In this way, you can really narrow down your search and get closer to what you're looking for. However, there's an even more efficient way of performing advanced searches without visiting this page. You can search for specific phrases and so on from the standard search page by employing Boolean operators to help you. For the purposes of argument, this article will discuss the Google Boolean operators, but you should check which operators are supported by your preferred search engine.

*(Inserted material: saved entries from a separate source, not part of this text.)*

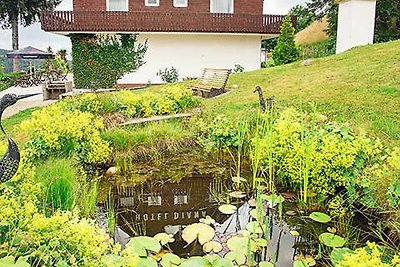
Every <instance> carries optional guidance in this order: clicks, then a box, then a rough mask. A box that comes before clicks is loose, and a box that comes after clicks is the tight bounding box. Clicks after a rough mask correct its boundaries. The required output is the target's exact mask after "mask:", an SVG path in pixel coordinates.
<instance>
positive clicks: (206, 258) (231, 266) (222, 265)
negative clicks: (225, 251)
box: [204, 254, 233, 267]
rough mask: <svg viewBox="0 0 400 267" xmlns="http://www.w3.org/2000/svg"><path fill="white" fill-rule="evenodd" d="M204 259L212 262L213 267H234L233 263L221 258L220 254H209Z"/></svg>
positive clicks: (212, 265)
mask: <svg viewBox="0 0 400 267" xmlns="http://www.w3.org/2000/svg"><path fill="white" fill-rule="evenodd" d="M204 258H206V259H207V260H209V261H210V263H211V266H212V267H233V263H232V261H229V260H228V259H224V258H221V257H220V256H219V255H218V254H209V255H206V256H204Z"/></svg>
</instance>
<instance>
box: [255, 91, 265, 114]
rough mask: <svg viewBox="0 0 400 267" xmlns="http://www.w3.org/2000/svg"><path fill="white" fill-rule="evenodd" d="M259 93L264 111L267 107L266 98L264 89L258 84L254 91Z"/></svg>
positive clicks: (260, 102)
mask: <svg viewBox="0 0 400 267" xmlns="http://www.w3.org/2000/svg"><path fill="white" fill-rule="evenodd" d="M256 92H257V93H258V98H259V99H260V108H261V111H262V112H263V113H264V112H265V110H266V109H267V107H266V106H265V99H264V95H263V93H262V89H261V87H260V86H259V85H257V86H256V88H255V89H254V91H253V93H256Z"/></svg>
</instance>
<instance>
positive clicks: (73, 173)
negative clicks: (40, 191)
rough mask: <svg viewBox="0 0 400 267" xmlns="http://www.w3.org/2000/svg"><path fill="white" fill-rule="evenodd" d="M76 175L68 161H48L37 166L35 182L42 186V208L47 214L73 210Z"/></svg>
mask: <svg viewBox="0 0 400 267" xmlns="http://www.w3.org/2000/svg"><path fill="white" fill-rule="evenodd" d="M76 175H77V174H76V170H75V167H74V166H73V164H72V161H71V160H70V159H49V160H47V161H45V162H44V163H43V164H40V165H39V167H38V168H37V171H36V175H35V180H36V181H37V182H39V183H41V184H43V186H44V191H45V192H44V195H43V207H44V209H45V211H46V212H47V213H48V214H52V213H53V212H55V211H56V210H63V211H68V210H69V211H70V210H72V209H73V207H74V204H75V198H76V197H77V196H76V192H77V189H78V187H79V184H78V179H77V177H76Z"/></svg>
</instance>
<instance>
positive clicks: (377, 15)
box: [307, 0, 400, 42]
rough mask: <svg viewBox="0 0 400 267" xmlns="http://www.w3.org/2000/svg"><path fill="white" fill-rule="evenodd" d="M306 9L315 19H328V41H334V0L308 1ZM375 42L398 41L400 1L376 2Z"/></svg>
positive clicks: (335, 26) (384, 1)
mask: <svg viewBox="0 0 400 267" xmlns="http://www.w3.org/2000/svg"><path fill="white" fill-rule="evenodd" d="M307 9H308V10H309V11H310V12H313V13H314V14H315V15H316V16H317V18H322V17H324V16H327V17H328V23H329V29H328V31H327V32H328V35H329V36H330V39H332V40H336V34H337V24H338V10H339V8H338V4H337V3H336V1H335V0H329V1H326V0H310V2H308V3H307ZM374 39H375V42H387V41H390V40H396V39H400V1H399V0H378V1H377V6H376V24H375V37H374Z"/></svg>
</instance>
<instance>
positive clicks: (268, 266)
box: [258, 261, 274, 267]
mask: <svg viewBox="0 0 400 267" xmlns="http://www.w3.org/2000/svg"><path fill="white" fill-rule="evenodd" d="M258 266H259V267H274V264H273V263H271V262H268V261H262V262H260V263H259V264H258Z"/></svg>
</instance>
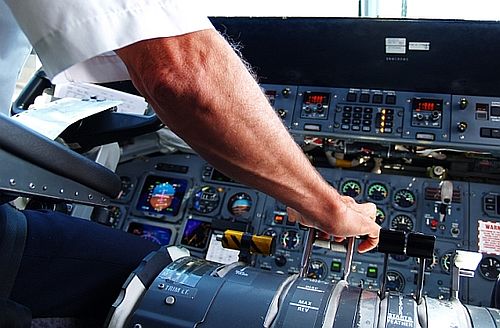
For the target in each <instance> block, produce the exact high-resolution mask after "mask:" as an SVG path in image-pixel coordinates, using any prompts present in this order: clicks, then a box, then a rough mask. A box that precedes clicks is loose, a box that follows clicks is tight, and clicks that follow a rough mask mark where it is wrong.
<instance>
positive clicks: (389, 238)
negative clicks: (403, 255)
mask: <svg viewBox="0 0 500 328" xmlns="http://www.w3.org/2000/svg"><path fill="white" fill-rule="evenodd" d="M405 244H406V239H405V234H404V232H402V231H396V230H387V229H382V230H380V237H379V243H378V247H377V250H378V251H379V252H381V253H384V266H383V268H382V277H383V278H382V282H381V285H380V299H381V300H383V299H384V298H385V288H386V280H387V267H388V265H389V254H399V255H404V254H405Z"/></svg>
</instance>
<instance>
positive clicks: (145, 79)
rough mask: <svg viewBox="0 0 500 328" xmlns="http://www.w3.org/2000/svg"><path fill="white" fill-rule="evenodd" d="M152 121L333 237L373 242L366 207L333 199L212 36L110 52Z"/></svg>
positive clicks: (283, 131)
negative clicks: (116, 52)
mask: <svg viewBox="0 0 500 328" xmlns="http://www.w3.org/2000/svg"><path fill="white" fill-rule="evenodd" d="M116 52H117V54H118V55H119V56H120V57H121V59H122V60H123V62H124V63H125V65H126V66H127V69H128V71H129V74H130V76H131V78H132V81H133V82H134V84H135V86H136V87H137V88H138V90H139V91H140V92H141V93H142V94H143V95H144V96H145V97H146V98H147V100H148V101H149V103H150V104H151V105H152V106H153V108H155V111H156V112H157V115H158V116H159V117H160V119H161V120H162V121H163V122H164V123H165V124H167V125H168V126H169V128H171V129H172V130H173V131H174V132H175V133H177V134H178V135H179V136H181V137H182V138H183V139H184V140H185V141H186V142H187V143H188V144H190V146H191V147H192V148H193V149H194V150H195V151H197V152H198V153H199V154H200V155H201V156H202V157H204V158H205V159H206V160H207V161H209V162H210V163H212V164H213V165H214V166H215V167H217V168H218V169H219V170H221V171H222V172H224V173H225V174H227V175H228V176H231V177H233V178H235V179H237V180H238V181H240V182H242V183H244V184H247V185H249V186H252V187H254V188H256V189H259V190H261V191H263V192H265V193H267V194H269V195H271V196H273V197H275V198H276V199H279V200H280V201H281V202H283V203H285V204H287V205H288V206H290V207H292V208H293V209H295V210H297V211H298V212H300V213H301V214H302V217H303V218H304V219H303V222H304V223H306V224H308V225H313V226H315V227H317V228H318V229H320V230H322V231H324V232H327V233H329V234H332V235H335V236H354V235H368V236H369V238H368V239H367V240H366V241H364V242H362V244H361V245H360V251H366V250H368V249H370V248H373V247H374V246H375V245H376V244H377V242H378V233H379V227H378V225H377V224H376V223H375V222H374V221H373V219H374V217H375V206H374V205H373V204H356V203H355V202H354V200H352V198H349V197H344V196H340V195H339V194H338V193H337V191H336V190H335V189H334V188H332V187H331V186H330V185H329V184H328V183H326V182H325V181H324V179H323V178H322V177H321V176H320V174H319V173H318V172H317V171H316V170H315V169H314V167H313V166H312V165H311V164H310V163H309V161H308V160H307V158H306V157H305V156H304V154H303V153H302V151H301V150H300V148H299V147H298V146H297V144H296V143H295V142H294V140H293V139H292V138H291V137H290V135H289V134H288V131H287V130H286V129H285V127H284V126H283V124H282V123H281V121H280V119H279V118H278V117H277V115H276V114H275V113H274V111H273V109H272V108H271V107H270V105H269V103H268V102H267V99H266V98H265V97H264V95H263V93H262V92H261V90H260V88H259V86H258V85H257V83H256V82H255V80H254V79H253V77H252V76H251V74H250V73H249V72H248V70H247V69H246V67H245V65H244V64H243V63H242V61H241V60H240V59H239V57H238V56H237V55H236V54H235V53H234V51H233V49H232V48H231V47H230V45H229V44H228V43H227V42H226V41H225V40H224V39H223V38H222V37H221V36H220V35H219V34H218V33H217V32H216V31H214V30H203V31H198V32H193V33H189V34H184V35H181V36H176V37H170V38H158V39H151V40H146V41H140V42H137V43H134V44H132V45H129V46H127V47H124V48H121V49H119V50H116Z"/></svg>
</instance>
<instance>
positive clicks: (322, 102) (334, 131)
mask: <svg viewBox="0 0 500 328" xmlns="http://www.w3.org/2000/svg"><path fill="white" fill-rule="evenodd" d="M262 88H263V89H264V90H265V94H266V95H268V99H270V101H271V104H272V105H273V107H274V108H275V110H276V112H277V113H278V115H279V116H280V117H281V118H282V119H283V120H284V122H285V124H286V126H287V127H288V128H289V129H290V131H291V132H292V133H294V134H302V135H322V136H326V137H333V138H344V139H351V140H365V141H374V140H377V141H379V142H381V141H382V142H383V141H387V142H391V141H392V142H395V141H397V142H398V143H405V144H415V145H427V146H429V145H430V146H449V147H452V148H455V149H475V150H478V149H480V150H485V151H495V152H498V139H499V138H500V98H498V97H477V96H467V95H451V94H439V93H423V92H406V91H387V90H372V89H355V88H324V87H309V86H290V85H273V84H263V85H262ZM269 95H273V96H272V97H269Z"/></svg>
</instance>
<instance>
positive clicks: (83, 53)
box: [5, 0, 213, 83]
mask: <svg viewBox="0 0 500 328" xmlns="http://www.w3.org/2000/svg"><path fill="white" fill-rule="evenodd" d="M5 2H6V3H7V5H8V6H9V7H10V8H11V11H12V13H13V14H14V16H15V17H16V20H17V21H18V23H19V25H20V26H21V28H22V29H23V31H24V33H25V34H26V36H27V37H28V39H29V40H30V42H31V44H32V45H33V47H34V48H35V50H36V52H37V54H38V56H39V57H40V60H41V62H42V64H43V68H44V70H45V72H46V73H47V75H48V76H49V77H50V78H51V79H52V82H53V83H59V82H67V81H83V82H111V81H118V80H125V79H128V78H129V76H128V73H127V70H126V68H125V65H124V64H123V62H122V61H121V59H120V58H119V57H118V56H117V55H116V54H115V53H114V52H113V50H115V49H119V48H122V47H124V46H127V45H130V44H132V43H135V42H138V41H141V40H147V39H152V38H159V37H169V36H176V35H182V34H186V33H190V32H194V31H199V30H204V29H210V28H213V26H212V24H211V23H210V21H209V20H208V18H207V17H206V16H204V15H201V14H200V13H198V12H196V10H195V8H193V6H192V5H191V6H190V5H189V1H185V0H184V1H183V0H66V1H64V0H36V1H32V0H5Z"/></svg>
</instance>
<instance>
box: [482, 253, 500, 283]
mask: <svg viewBox="0 0 500 328" xmlns="http://www.w3.org/2000/svg"><path fill="white" fill-rule="evenodd" d="M479 272H481V274H482V276H483V277H484V278H485V279H488V280H497V279H498V276H499V275H500V260H498V259H496V258H494V257H485V258H484V259H482V260H481V262H480V263H479Z"/></svg>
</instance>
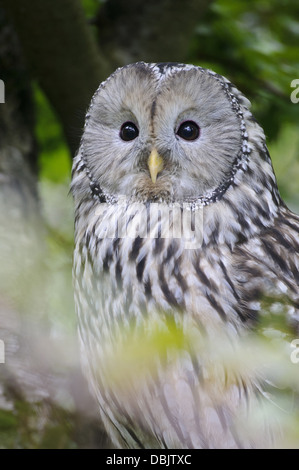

Here's a quick list of the most useful Boolean operators:
foo OR bar
When you put "OR" between your search terms, pages will be returned which contain one or the other of these terms.
"foo bar"
Double quotation marks cause the search engine to return only pages which contain the complete phrase contained within the quotation marks.
foo -bar
A minus sign in front of a search term will cause the search engine to return pages which contain your other search terms, but not that search term. (If you wish to tell it to return pages which do not contain several terms, you should put a - in front of each of those terms.)
+and
A plus sign causes the search engine to take notice of "stop words" which are usually ignored, such as "and", "but", "I" and so on. The + term can therefore be useful for searching for Roman numerals, or queries about language (such as whether "an" or "a" should be used in front of a particular noun).
~foo
The tilde tells the search engine to search for the term and its synonyms. Again, it applies only to the term directly after the tilde, unless you use double quotations.
foo * bar
The asterisk causes the search engine to search for the terms with other words in between them.
There are more operators for Google which can be read about on their search operator cheat sheet.